4. Kekurangan dalam Penggunaan Internet
Sendiri
Kesenjangan
Digital ternyata tidak hanya berbicara mengenai sarana dan skill. Tetapi
penggunaan Sarana digital dengan lebih bijaksana dan memberikan manfaat yang
lebih besar untuk kesejahteraan informasi pada masyarakat. Internet dan
jaringan Telekomunikasi saat ini bukan hanya untuk menghubungkan antara satu
orang dengan kerabat di tempat yang jauh atau game online. Tetapi kemampuan
digital saat ini juga bisa untuk mengakses informasi mengenai hal terkini dan
memberikan banyak informasi yang sifatnya memberikan edukasi kepada khalayak.
Sarana digital akan sangat berguna dan bermanfaat bagi masyarakat bila mereka
peham dan mengerti tentang penggunaanya.
Bila diperhatikan saat ini sudah banyak
memang mereka yang menggunakan sarana TIK untuk melakukan berbagai hal, namun
banyak pula diantaranya masih terlihat keganjilan-kegajilan seperti contoh
kasusnya adalah banyak sekali saat ini akan-anak yang berhasil mengerti cara
menggunakan komputer dan penggunaan internet dan hubungan jaringan LAN dengan
pahamnya mereka menggunakan jejaring sosial dan
bermain game online, tetapi, hanya itu yang bisa mereka lakukan,
sementara untuk pemanfaatan lain masih belum bisa diperhitungkan.
Langkah Untuk Mempekecil Jarak Kesenjangan
Digital:
Dari
berbagai faktor yang mempengaruhi terjadinya kesenjangan digital dapat
diketahui bahwa saat ini masyarakat masih butuh bimbingan dari pemerintah dan
berbagai pihak yang merasa bertanggung jawab. Pemerataan dari setiap daerah
seharusnya semakin di tingkatkan sehingga tidak ada lagi ketimpangan yang
nantinya akan memperbesar jarak dari kesenjangan digital di Indonesia. Sarana
harus semakin ditingkatkan dan sama rata antara kota dengan daerah, seperti
listrik dan jaringan telekomunikasi, dengan demikian salah satu faktor dari
penyebab kesenjangan sosial sudah bisa diselesaikan, yaitu faktor
infrastruktur.
Masyarakat masih mebutuhkan bantuan
dalam hal ini adalah pengenalan terhadap dunia digital. Sehingga tidak ada lagi
diantara meraka yang masih menyalah gunakan sarana digital untuk melakukan
berbagai hal yang merusak moral. Penyuluha dan pemahaman kepada masyarakat
adalah hal penting untuk membentuk masyarakat yang lebih bijak dalam
menggunakan sarana digital di masa depan.
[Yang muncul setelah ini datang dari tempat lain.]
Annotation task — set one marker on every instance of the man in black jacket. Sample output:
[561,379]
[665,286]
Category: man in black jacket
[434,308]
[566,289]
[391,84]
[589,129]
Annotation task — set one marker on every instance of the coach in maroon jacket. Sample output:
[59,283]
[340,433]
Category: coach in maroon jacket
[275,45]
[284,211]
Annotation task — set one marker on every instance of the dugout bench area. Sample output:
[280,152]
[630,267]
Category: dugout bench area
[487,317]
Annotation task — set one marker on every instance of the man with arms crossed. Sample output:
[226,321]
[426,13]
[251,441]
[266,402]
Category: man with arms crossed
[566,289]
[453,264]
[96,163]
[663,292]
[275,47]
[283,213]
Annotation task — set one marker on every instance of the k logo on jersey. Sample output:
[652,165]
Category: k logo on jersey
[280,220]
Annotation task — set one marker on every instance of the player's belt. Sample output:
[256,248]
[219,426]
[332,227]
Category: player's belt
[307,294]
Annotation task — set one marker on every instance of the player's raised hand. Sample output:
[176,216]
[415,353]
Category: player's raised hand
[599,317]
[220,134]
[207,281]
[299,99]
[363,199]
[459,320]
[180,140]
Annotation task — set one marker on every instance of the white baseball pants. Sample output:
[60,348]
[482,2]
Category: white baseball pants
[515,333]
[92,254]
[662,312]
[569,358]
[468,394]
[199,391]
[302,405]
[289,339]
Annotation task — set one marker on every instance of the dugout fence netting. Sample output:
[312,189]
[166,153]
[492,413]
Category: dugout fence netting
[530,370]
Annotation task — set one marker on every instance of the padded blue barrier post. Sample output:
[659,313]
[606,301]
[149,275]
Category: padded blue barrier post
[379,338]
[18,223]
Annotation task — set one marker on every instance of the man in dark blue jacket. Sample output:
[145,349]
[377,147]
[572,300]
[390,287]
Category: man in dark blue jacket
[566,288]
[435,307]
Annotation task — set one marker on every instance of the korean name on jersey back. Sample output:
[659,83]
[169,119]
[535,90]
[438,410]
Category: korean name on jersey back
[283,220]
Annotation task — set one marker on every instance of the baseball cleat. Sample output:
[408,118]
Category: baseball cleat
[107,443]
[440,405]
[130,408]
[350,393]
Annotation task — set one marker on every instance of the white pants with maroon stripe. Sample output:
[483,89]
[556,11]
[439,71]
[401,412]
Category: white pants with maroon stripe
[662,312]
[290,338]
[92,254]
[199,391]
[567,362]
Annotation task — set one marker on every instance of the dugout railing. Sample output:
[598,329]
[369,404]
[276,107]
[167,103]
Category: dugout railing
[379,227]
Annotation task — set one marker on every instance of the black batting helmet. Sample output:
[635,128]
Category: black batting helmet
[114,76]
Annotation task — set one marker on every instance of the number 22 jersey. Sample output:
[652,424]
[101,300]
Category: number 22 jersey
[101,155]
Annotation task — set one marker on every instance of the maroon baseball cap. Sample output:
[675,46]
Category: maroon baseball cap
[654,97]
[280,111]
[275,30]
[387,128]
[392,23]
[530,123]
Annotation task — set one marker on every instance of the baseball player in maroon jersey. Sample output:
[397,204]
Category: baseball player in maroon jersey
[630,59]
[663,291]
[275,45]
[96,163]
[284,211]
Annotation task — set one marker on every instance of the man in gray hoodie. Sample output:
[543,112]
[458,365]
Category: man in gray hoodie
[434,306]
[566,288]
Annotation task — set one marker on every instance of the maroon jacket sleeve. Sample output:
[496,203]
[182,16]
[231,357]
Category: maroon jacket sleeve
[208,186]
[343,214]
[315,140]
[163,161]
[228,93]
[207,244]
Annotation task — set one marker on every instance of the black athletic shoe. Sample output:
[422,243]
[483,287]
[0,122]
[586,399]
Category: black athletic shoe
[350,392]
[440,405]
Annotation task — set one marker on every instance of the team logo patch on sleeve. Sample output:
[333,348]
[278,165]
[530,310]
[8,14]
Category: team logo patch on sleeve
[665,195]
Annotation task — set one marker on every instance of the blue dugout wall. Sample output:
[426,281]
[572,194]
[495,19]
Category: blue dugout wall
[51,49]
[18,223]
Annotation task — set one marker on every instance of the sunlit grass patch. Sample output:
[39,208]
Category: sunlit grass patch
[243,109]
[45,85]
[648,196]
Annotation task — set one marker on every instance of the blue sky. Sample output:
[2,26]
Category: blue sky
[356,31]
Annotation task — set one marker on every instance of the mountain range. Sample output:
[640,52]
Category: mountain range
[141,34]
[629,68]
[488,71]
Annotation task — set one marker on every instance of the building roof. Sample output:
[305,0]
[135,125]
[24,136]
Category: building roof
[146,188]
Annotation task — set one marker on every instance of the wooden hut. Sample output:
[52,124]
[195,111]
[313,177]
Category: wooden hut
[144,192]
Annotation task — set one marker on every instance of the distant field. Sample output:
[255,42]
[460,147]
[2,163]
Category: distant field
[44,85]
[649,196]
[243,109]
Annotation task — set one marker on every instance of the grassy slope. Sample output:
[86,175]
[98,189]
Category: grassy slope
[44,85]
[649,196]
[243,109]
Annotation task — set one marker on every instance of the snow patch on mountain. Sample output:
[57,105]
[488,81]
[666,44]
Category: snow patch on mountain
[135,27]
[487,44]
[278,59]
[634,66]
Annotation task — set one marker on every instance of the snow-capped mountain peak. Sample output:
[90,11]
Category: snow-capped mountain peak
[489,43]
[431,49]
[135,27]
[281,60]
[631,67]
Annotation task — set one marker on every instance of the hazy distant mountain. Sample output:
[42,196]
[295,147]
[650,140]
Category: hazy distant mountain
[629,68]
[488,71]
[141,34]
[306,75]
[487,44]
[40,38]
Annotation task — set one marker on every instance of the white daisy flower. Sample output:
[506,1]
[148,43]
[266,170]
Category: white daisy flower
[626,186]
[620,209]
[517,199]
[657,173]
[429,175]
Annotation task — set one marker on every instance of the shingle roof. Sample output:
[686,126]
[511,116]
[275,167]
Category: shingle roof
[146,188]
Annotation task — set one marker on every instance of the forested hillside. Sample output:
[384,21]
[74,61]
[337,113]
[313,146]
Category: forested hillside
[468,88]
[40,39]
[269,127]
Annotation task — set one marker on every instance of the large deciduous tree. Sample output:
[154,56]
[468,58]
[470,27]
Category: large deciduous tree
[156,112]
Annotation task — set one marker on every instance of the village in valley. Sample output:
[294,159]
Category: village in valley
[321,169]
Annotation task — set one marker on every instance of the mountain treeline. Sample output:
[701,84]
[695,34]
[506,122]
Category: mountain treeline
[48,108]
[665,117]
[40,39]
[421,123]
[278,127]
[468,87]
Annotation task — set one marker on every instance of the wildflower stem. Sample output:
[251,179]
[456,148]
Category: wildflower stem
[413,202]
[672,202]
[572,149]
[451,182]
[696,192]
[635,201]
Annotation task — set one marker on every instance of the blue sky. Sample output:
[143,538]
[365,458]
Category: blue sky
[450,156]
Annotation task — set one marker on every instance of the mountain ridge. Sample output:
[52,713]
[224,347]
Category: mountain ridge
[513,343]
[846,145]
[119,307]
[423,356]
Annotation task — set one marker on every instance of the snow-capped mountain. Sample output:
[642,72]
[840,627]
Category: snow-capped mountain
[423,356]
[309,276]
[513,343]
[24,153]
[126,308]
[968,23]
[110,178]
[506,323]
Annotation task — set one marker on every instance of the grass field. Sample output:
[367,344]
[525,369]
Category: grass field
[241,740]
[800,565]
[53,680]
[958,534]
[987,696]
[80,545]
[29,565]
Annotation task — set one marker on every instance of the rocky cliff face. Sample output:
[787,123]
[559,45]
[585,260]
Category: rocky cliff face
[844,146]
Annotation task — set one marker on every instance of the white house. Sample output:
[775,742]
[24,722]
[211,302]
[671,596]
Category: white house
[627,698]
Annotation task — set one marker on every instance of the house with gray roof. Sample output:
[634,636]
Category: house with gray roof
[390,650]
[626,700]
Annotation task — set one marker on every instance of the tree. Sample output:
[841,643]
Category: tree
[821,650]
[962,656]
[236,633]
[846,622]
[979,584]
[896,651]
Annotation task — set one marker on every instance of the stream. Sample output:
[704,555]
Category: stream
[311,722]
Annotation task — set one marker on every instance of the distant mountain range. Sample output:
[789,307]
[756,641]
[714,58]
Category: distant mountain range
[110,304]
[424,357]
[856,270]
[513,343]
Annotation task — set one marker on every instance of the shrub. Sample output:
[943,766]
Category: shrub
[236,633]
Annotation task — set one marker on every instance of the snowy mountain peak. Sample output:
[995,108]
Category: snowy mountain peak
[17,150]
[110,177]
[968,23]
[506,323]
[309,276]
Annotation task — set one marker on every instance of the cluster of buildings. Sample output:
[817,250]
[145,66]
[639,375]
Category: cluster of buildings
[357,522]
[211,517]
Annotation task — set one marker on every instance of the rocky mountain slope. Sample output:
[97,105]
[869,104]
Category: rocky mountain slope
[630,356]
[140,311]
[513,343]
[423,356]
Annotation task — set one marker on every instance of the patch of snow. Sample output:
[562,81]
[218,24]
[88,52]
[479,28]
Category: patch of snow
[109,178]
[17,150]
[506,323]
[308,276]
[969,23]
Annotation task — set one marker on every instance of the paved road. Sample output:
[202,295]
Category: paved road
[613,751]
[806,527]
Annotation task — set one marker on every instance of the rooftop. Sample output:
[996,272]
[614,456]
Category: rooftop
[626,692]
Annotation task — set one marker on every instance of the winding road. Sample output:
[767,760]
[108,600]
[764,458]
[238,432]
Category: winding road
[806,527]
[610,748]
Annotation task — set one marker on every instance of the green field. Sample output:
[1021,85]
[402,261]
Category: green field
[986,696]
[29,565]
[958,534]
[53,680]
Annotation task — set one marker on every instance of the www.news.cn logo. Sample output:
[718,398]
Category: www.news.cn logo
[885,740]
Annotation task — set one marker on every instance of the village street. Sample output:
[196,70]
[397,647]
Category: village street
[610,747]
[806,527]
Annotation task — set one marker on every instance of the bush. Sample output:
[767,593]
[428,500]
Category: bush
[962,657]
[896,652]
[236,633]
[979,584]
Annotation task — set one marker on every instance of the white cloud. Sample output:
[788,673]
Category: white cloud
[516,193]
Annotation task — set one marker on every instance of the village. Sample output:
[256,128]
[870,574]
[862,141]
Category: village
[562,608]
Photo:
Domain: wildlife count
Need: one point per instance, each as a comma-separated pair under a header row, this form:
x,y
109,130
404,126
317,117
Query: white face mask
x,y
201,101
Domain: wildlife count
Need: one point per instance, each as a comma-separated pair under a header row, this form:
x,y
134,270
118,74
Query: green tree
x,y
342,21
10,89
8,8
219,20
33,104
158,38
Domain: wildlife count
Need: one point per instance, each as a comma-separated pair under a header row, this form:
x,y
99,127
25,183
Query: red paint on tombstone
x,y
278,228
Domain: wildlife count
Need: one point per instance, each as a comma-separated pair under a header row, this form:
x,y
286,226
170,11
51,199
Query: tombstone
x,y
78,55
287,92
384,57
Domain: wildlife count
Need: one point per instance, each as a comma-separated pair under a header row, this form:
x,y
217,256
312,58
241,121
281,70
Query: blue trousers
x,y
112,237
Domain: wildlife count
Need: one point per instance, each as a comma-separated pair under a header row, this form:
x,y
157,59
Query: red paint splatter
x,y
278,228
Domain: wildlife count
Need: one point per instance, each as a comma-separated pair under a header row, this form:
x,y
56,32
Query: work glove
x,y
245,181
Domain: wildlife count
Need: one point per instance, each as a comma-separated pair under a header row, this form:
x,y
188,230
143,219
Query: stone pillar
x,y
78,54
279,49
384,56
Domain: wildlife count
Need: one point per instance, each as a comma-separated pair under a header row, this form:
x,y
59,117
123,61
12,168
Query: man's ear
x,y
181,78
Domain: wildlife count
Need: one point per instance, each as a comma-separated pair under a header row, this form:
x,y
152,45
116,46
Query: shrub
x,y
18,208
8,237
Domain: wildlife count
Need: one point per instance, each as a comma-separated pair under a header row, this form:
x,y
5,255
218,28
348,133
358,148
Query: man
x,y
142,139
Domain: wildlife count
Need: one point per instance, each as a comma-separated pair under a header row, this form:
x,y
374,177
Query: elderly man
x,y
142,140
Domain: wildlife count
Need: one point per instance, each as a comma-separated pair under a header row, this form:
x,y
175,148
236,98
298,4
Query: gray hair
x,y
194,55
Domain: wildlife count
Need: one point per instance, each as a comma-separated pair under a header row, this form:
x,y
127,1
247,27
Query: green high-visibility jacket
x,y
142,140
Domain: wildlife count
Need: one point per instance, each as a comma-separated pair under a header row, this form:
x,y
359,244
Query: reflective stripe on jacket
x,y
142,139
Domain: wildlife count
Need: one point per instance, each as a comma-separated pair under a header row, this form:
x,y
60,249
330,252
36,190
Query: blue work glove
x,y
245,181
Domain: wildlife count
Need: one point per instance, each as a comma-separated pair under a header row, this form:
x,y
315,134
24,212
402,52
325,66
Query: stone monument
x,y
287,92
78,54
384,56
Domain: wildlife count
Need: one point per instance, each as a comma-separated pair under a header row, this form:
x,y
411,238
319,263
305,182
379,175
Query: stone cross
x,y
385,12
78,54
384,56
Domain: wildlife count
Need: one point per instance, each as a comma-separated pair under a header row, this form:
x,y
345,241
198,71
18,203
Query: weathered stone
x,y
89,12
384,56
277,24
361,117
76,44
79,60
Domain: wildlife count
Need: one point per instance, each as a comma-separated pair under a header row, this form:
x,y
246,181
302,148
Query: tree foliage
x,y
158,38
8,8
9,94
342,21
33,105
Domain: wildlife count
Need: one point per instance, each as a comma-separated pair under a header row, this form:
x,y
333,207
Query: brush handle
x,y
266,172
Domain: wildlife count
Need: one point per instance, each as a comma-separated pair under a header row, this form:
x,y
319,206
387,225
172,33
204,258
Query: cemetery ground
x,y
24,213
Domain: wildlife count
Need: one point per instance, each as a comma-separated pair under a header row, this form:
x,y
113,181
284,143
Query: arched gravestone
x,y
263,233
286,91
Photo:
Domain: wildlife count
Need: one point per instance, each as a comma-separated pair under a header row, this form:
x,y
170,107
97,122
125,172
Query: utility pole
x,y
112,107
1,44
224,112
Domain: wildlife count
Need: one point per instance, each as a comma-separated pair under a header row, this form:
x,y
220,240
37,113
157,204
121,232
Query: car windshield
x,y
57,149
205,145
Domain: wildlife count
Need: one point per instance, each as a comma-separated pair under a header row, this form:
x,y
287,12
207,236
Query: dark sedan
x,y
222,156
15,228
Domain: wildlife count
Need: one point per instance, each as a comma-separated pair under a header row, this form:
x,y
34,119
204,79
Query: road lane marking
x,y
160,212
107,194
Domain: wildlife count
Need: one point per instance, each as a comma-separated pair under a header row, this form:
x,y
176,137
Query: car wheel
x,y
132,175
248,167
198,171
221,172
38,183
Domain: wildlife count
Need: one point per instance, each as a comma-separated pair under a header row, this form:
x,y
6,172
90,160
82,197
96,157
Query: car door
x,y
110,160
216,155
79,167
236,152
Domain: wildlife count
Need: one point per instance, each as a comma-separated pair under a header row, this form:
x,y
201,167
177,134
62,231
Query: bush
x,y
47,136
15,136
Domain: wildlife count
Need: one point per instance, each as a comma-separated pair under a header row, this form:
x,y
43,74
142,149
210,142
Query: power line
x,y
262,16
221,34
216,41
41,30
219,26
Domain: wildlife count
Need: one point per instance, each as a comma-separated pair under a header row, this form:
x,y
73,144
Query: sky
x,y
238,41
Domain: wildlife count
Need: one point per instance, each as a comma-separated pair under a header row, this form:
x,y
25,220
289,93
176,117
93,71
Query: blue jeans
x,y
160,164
Persoalan Digital Divide di Indonesia
Target
pemerintah dalam mempercepat penetrasi internet melalui pembangunan
infrastruktur ICT diseluruh Indonesia patut diapresiasi sebagai solusi atas
persoalan digital divide namun langkah tersebut juga harus mempertimbangkan
aspek social dalam mengatasinya. Langkah ini tak jauh dari pengertian awal
digital divide yang lebih menekankan pada aspek ekonomi-teknologi bukan pada
bagaimana cara memberikan solusi terpadu. Sebagaimana Rob Kling (2003)
menyatakan bahwa persoalam utama dalam mengatasi digital divide cenderung pada
pengertian “digital solution” tanpa melibatkan unsur penting lainya yakni
inklusi social. Artinya penetrasi internet di Indonesia masih mengandalkan
aspek fisikal semata yang lebih berorientasi pada pertumbuhan ekonomi.
Pada kasus ini, internet
ditempatkan sebagai entitas bisnis per se. ini dapat terlihat dai digital
policy pemerintah yang menitikberatkan pada pertumbuhan ekonomi. Pemerintah
melalui kebijakan digitalnya telah mencanangkan program Indonesia Digital
Network (IDN), program tersebut dihadirkan sebagai solusi konektivitas nasional
yang bertujuan tidak hanya mendukung digitalisasi masyarakat Indonesia tetapi
meningkatkan daya saing masyarakat Indonesia dalam menjawab tantangan global
yang suda di depan mata, semisal Masyarakat Ekonomi ASEAN (MEA) 2015. Alih-alih
mengatasi ketimpangan akses internet, solusi konektifitas nasional melalui
penanaman investasi teknologi informasi malah berpotensi memperlebar
kesenjangan teknologi dan menciptakan eksklusi social. Dikhawatirkan,
kesenjangan tersebut menghasilkan ketidakmerataan informasi (information
inequality), permasalahan akses (problem of access) dan menghambat terbentuknya
masyarakat informasi (knowledge society)-dalam kajian sosiologi ICT kesenjangan
(gap) ini dikenal dengan sebutan digital divide.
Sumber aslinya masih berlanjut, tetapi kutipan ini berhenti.